The second point he makes has something in store for research librarians:
2. Flickr is more editorially controlled than Fotolog. The folks who run Flickr subtly and indirectly discourage poor quality photo contributions. Yes, upload your photos, but make them good. And the community reinforces that constraint to the point where it might seem restricting to some. Fotolog doesn't celebrate excellence like that...it's more about the social aspect than the photos.In other words, not all communities are equal. As academic libraries, we cannot and should not aim to build communities of maximum size. This is where our long tradition of quality over quantity comes in. If that means, for example citeulike won't be as popular as del.icio.us, so be it. They can both exist.

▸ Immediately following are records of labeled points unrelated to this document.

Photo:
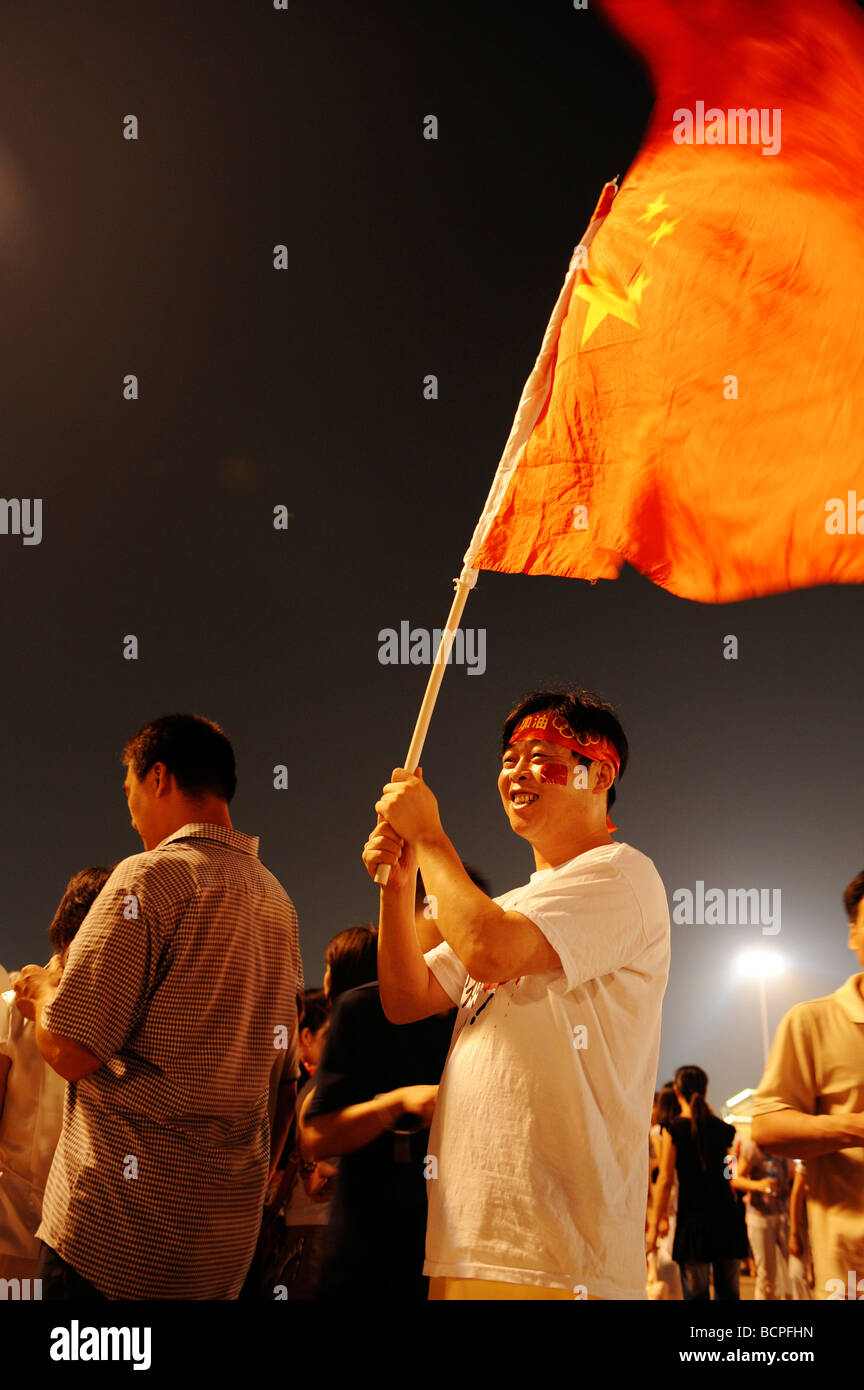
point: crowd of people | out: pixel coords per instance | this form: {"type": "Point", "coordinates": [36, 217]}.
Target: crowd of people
{"type": "Point", "coordinates": [460, 1112]}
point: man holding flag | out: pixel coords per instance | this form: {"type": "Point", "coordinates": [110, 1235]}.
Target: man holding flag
{"type": "Point", "coordinates": [538, 1187]}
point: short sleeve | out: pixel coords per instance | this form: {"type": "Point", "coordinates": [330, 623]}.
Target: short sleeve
{"type": "Point", "coordinates": [447, 969]}
{"type": "Point", "coordinates": [343, 1076]}
{"type": "Point", "coordinates": [111, 966]}
{"type": "Point", "coordinates": [593, 922]}
{"type": "Point", "coordinates": [789, 1080]}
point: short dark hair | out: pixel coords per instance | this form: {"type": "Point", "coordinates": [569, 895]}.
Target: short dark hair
{"type": "Point", "coordinates": [313, 1009]}
{"type": "Point", "coordinates": [585, 712]}
{"type": "Point", "coordinates": [81, 893]}
{"type": "Point", "coordinates": [853, 894]}
{"type": "Point", "coordinates": [353, 958]}
{"type": "Point", "coordinates": [195, 751]}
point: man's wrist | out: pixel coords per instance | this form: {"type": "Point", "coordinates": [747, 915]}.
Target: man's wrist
{"type": "Point", "coordinates": [432, 838]}
{"type": "Point", "coordinates": [389, 1108]}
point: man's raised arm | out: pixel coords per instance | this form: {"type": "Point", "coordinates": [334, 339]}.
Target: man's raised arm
{"type": "Point", "coordinates": [409, 990]}
{"type": "Point", "coordinates": [795, 1134]}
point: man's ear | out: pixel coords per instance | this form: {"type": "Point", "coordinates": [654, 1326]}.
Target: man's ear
{"type": "Point", "coordinates": [606, 776]}
{"type": "Point", "coordinates": [163, 780]}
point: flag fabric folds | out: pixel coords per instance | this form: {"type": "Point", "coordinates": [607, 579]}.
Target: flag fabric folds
{"type": "Point", "coordinates": [698, 405]}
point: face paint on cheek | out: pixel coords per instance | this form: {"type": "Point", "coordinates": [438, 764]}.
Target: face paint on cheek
{"type": "Point", "coordinates": [553, 773]}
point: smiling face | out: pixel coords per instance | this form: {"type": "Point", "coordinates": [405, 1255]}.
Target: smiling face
{"type": "Point", "coordinates": [541, 786]}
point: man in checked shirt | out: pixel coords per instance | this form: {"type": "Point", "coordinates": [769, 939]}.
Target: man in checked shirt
{"type": "Point", "coordinates": [175, 1004]}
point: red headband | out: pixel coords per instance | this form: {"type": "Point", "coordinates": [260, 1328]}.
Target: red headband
{"type": "Point", "coordinates": [553, 729]}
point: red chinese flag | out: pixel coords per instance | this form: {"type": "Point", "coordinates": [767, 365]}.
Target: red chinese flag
{"type": "Point", "coordinates": [698, 405]}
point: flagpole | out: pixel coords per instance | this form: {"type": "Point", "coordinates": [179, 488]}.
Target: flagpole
{"type": "Point", "coordinates": [531, 403]}
{"type": "Point", "coordinates": [463, 587]}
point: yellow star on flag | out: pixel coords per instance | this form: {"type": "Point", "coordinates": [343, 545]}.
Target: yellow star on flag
{"type": "Point", "coordinates": [664, 230]}
{"type": "Point", "coordinates": [603, 298]}
{"type": "Point", "coordinates": [653, 209]}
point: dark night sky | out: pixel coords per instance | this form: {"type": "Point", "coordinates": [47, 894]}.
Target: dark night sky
{"type": "Point", "coordinates": [304, 388]}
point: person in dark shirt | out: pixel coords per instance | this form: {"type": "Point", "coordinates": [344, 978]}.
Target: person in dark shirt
{"type": "Point", "coordinates": [710, 1232]}
{"type": "Point", "coordinates": [372, 1105]}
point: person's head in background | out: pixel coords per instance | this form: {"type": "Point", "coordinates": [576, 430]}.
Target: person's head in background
{"type": "Point", "coordinates": [179, 770]}
{"type": "Point", "coordinates": [425, 908]}
{"type": "Point", "coordinates": [313, 1015]}
{"type": "Point", "coordinates": [350, 959]}
{"type": "Point", "coordinates": [81, 893]}
{"type": "Point", "coordinates": [666, 1105]}
{"type": "Point", "coordinates": [853, 901]}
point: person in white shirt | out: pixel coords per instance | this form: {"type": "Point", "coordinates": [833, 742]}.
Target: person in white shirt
{"type": "Point", "coordinates": [810, 1104]}
{"type": "Point", "coordinates": [32, 1094]}
{"type": "Point", "coordinates": [538, 1186]}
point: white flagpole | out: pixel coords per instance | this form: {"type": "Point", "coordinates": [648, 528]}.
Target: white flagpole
{"type": "Point", "coordinates": [532, 401]}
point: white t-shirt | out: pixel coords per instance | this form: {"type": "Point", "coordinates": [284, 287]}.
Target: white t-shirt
{"type": "Point", "coordinates": [29, 1129]}
{"type": "Point", "coordinates": [545, 1104]}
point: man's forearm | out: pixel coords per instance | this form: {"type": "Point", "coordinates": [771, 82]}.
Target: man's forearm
{"type": "Point", "coordinates": [795, 1134]}
{"type": "Point", "coordinates": [466, 916]}
{"type": "Point", "coordinates": [403, 975]}
{"type": "Point", "coordinates": [343, 1132]}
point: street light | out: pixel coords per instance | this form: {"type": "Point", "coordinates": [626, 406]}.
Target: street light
{"type": "Point", "coordinates": [761, 966]}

(on a sidenote, flickr has some serious i18n work to do if their marketshare is so low outside the comfortable-with-english world)

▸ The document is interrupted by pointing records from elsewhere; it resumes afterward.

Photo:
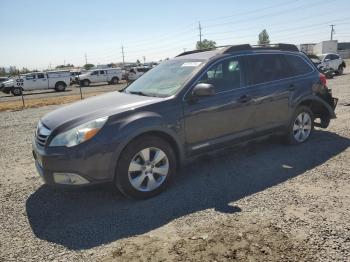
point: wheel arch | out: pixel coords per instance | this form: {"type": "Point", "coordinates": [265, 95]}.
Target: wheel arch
{"type": "Point", "coordinates": [319, 108]}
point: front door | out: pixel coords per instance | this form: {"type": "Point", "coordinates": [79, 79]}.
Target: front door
{"type": "Point", "coordinates": [29, 82]}
{"type": "Point", "coordinates": [224, 116]}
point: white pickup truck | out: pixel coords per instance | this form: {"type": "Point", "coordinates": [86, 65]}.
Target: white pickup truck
{"type": "Point", "coordinates": [58, 80]}
{"type": "Point", "coordinates": [110, 75]}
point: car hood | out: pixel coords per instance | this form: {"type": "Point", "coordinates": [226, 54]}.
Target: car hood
{"type": "Point", "coordinates": [96, 107]}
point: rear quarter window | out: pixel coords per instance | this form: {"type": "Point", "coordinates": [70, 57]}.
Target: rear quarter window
{"type": "Point", "coordinates": [297, 65]}
{"type": "Point", "coordinates": [263, 68]}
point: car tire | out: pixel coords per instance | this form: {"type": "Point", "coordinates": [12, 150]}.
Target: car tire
{"type": "Point", "coordinates": [60, 87]}
{"type": "Point", "coordinates": [340, 70]}
{"type": "Point", "coordinates": [301, 126]}
{"type": "Point", "coordinates": [16, 91]}
{"type": "Point", "coordinates": [115, 81]}
{"type": "Point", "coordinates": [86, 82]}
{"type": "Point", "coordinates": [145, 167]}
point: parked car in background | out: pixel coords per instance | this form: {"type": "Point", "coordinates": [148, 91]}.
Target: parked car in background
{"type": "Point", "coordinates": [3, 79]}
{"type": "Point", "coordinates": [57, 80]}
{"type": "Point", "coordinates": [197, 102]}
{"type": "Point", "coordinates": [332, 61]}
{"type": "Point", "coordinates": [135, 72]}
{"type": "Point", "coordinates": [110, 75]}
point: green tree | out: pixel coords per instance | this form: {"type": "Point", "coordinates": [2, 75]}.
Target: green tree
{"type": "Point", "coordinates": [88, 66]}
{"type": "Point", "coordinates": [264, 38]}
{"type": "Point", "coordinates": [205, 44]}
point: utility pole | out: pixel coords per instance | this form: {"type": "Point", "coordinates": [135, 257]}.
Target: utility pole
{"type": "Point", "coordinates": [332, 31]}
{"type": "Point", "coordinates": [123, 56]}
{"type": "Point", "coordinates": [200, 32]}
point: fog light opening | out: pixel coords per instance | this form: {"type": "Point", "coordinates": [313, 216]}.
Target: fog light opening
{"type": "Point", "coordinates": [69, 179]}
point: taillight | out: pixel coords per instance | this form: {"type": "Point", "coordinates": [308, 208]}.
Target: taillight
{"type": "Point", "coordinates": [323, 79]}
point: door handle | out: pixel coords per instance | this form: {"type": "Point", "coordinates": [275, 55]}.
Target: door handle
{"type": "Point", "coordinates": [244, 99]}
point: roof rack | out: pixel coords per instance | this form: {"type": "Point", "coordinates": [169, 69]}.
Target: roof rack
{"type": "Point", "coordinates": [195, 51]}
{"type": "Point", "coordinates": [246, 47]}
{"type": "Point", "coordinates": [280, 46]}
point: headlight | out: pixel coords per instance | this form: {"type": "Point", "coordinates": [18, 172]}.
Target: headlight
{"type": "Point", "coordinates": [79, 134]}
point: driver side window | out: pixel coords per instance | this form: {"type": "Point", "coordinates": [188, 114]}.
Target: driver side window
{"type": "Point", "coordinates": [224, 76]}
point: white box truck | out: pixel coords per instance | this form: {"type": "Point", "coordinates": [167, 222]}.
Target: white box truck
{"type": "Point", "coordinates": [57, 80]}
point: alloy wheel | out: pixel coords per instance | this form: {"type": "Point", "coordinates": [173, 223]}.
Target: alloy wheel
{"type": "Point", "coordinates": [148, 169]}
{"type": "Point", "coordinates": [302, 127]}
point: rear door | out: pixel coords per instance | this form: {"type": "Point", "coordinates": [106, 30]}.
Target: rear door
{"type": "Point", "coordinates": [270, 88]}
{"type": "Point", "coordinates": [224, 116]}
{"type": "Point", "coordinates": [103, 76]}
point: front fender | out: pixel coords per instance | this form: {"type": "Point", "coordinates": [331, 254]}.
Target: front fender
{"type": "Point", "coordinates": [145, 122]}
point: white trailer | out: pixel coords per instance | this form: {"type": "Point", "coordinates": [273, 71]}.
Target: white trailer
{"type": "Point", "coordinates": [57, 80]}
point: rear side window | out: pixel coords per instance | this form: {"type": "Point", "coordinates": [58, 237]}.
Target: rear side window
{"type": "Point", "coordinates": [265, 68]}
{"type": "Point", "coordinates": [224, 76]}
{"type": "Point", "coordinates": [297, 65]}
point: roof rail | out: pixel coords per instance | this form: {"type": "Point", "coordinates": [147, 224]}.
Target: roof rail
{"type": "Point", "coordinates": [246, 47]}
{"type": "Point", "coordinates": [195, 51]}
{"type": "Point", "coordinates": [280, 46]}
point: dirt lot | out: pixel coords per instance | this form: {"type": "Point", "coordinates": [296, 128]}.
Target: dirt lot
{"type": "Point", "coordinates": [267, 202]}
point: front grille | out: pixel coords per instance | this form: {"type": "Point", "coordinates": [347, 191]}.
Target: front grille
{"type": "Point", "coordinates": [41, 134]}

Related to this: social networks need traction from an active community to flourish. They need numbers. That's why I think the use of del.icio.us for the Avian Influenza Resources-page from Umich's health library is perfect. For everyone: the library, they didn't need to build something themselves; the users of the library, who gained a good resource; and the wider community of del.icio.us users interested in the topic, since the work the librarians did helps improve the general body of information in the whole system. I have much respect for my colleagus who built the brand new HvA web resources site, but it's no match.
As libraries, we cannot compete. We shouldn't. On the contrary, we should embrace cooperation, as we should embrace change.